La Circolare ministeriale del 22 settembre 1980, prot. n. 9/2267, emanata dopo la pubblicazione del rapporto OCSE del 16 maggio 1979, ha esplicitato che il rapporto di controllo, ai fini dell’applicazione dell’art. 110, c. 7, del T.U. 917/1986, non è riconducibile nei soli limiti previsti dall’art.2359 del codice civile, ma deve essere esteso “ad ogni ipotesi di influenza economica potenziale o attuale desumibile da varie circostanze”.

Tale pensiero ministeriale è stato riprodotto nella successiva circolare n.42/12/1587 del 12 dicembre 1981,che ha precisato che il criterio di collegamento che determina l’alterazione dei prezzi di trasferimento è costituito spesso dall’influenza di un’impresa sulle decisioni imprenditoriali dell’altra, che va ben oltre i vincoli contrattuali od azionari, sconfinando in considerazioni di fatto meramente economico.

L’anzidetta nozione di controllo trova riscontro sia nella settima direttiva del 13 giugno 1983 del Consiglio della Comunità Europea, sia nella nuova formulazione dell’art.2359 del Codice Civile, così come modificato dall’art. 1 del D.Lgs. 09.01.1991 n. 127.

Si ricorda che la stessa circolare del 1980 puntualizza che, se l’esistenza di un solo elemento “di fatto” non sempre consente di sostenere l’esistenza del controllo, più elementi “di fatto”, possono, invece, costituire prova sufficiente (non potendosi, comunque, prescindere – ai sensi dell’art. 39, c. 1, lett. d, del D.P.R. n. 600/73 – dal ricorso a presunzioni semplici, munite dei requisiti di gravità, precisione e concordanza1) della sussistenza del nesso di dipendenza, così che ogni previsione costituisca una presunzione, la quale, unita alle altre, integra il requisito della “gravità, precisione e concordanza”, richiesto dall’art. 2729 c.c..

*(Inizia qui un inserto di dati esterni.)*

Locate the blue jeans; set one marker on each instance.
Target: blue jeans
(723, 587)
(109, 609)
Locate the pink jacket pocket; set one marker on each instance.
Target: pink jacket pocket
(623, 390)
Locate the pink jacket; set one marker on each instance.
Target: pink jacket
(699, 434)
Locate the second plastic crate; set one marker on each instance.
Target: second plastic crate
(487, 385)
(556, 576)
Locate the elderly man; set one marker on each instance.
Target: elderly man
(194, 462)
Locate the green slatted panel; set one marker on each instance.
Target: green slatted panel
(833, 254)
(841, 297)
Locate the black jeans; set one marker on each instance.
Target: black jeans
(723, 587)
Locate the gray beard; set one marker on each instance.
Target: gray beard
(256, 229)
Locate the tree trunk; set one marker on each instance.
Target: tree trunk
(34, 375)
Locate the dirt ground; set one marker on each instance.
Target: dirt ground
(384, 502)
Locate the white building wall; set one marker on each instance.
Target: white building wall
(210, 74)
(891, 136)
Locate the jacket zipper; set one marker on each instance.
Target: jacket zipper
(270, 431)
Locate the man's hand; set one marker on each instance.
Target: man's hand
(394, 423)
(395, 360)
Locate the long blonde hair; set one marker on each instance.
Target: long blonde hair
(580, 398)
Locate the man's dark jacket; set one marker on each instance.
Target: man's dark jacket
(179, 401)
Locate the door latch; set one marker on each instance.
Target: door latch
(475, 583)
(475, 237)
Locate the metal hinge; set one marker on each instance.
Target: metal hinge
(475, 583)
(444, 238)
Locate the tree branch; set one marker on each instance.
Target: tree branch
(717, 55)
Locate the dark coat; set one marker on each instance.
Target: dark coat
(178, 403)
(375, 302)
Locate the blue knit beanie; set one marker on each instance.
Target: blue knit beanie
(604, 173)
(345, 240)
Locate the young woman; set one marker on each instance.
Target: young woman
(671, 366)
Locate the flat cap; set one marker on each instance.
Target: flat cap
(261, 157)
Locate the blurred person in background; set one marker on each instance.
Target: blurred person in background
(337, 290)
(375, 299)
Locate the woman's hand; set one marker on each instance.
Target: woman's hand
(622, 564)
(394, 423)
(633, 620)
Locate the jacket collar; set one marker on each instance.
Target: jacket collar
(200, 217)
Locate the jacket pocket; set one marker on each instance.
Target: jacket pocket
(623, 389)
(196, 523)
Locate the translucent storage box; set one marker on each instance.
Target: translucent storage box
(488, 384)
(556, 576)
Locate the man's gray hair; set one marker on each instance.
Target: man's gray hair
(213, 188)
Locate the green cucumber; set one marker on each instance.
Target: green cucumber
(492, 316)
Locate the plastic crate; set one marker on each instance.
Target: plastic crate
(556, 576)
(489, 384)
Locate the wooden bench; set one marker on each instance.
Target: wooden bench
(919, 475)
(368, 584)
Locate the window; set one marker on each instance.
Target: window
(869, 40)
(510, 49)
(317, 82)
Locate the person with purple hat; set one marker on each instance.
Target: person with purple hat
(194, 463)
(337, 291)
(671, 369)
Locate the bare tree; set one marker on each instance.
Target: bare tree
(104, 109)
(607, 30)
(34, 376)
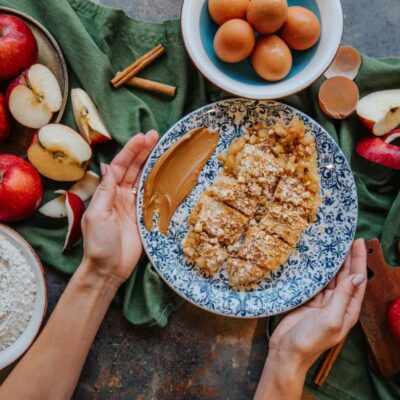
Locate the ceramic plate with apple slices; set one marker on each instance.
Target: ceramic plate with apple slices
(51, 56)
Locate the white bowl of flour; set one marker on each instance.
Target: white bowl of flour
(23, 296)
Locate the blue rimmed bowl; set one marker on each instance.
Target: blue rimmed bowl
(198, 30)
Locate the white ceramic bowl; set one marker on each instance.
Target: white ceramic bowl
(198, 31)
(18, 348)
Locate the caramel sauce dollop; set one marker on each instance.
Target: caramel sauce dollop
(175, 174)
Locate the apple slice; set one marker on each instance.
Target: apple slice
(380, 111)
(392, 136)
(75, 210)
(376, 150)
(59, 153)
(84, 188)
(87, 118)
(34, 96)
(4, 120)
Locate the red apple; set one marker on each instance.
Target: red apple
(4, 121)
(20, 188)
(376, 150)
(18, 46)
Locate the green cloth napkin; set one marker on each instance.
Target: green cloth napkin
(97, 42)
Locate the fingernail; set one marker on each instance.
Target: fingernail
(103, 169)
(358, 280)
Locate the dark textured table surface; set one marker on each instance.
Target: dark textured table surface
(199, 355)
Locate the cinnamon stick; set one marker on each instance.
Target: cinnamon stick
(326, 367)
(153, 86)
(134, 68)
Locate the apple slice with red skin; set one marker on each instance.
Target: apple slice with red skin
(34, 96)
(59, 153)
(392, 136)
(88, 119)
(380, 111)
(84, 188)
(376, 150)
(75, 210)
(4, 120)
(18, 46)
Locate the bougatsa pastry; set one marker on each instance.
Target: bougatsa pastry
(251, 218)
(244, 274)
(265, 250)
(285, 221)
(218, 220)
(240, 196)
(206, 252)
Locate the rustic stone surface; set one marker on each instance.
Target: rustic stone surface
(199, 355)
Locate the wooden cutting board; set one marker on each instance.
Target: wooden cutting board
(383, 287)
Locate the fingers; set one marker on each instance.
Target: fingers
(103, 199)
(359, 258)
(133, 172)
(125, 157)
(348, 290)
(355, 255)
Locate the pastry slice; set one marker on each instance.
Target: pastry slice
(218, 220)
(284, 221)
(268, 251)
(237, 195)
(204, 251)
(300, 193)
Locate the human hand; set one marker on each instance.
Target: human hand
(111, 241)
(303, 335)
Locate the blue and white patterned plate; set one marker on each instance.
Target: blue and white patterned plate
(320, 251)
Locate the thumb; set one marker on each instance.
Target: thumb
(342, 296)
(103, 199)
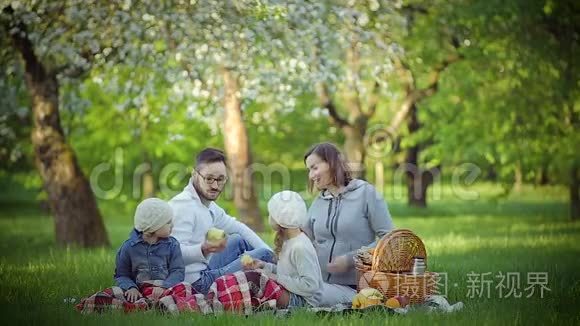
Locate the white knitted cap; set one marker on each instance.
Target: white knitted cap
(152, 214)
(287, 209)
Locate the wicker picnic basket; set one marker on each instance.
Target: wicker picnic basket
(392, 261)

Si ha controllo quando una società è in condizione di indirizzare l’attività di un’altra società nel senso da essa voluto e la soggezione ad una direzione unitaria che caratterizza un gruppo di società si verifica anche nell’ipotesi di identità delle persone fisiche degli amministratori delle varie società.

7 novembre 2016

Gianfranco Antico

1 Cfr. BAUSONE, Transfer pricing – Brevi considerazioni, “il fisco”, n.9/1993, pagg.2799 e seguenti.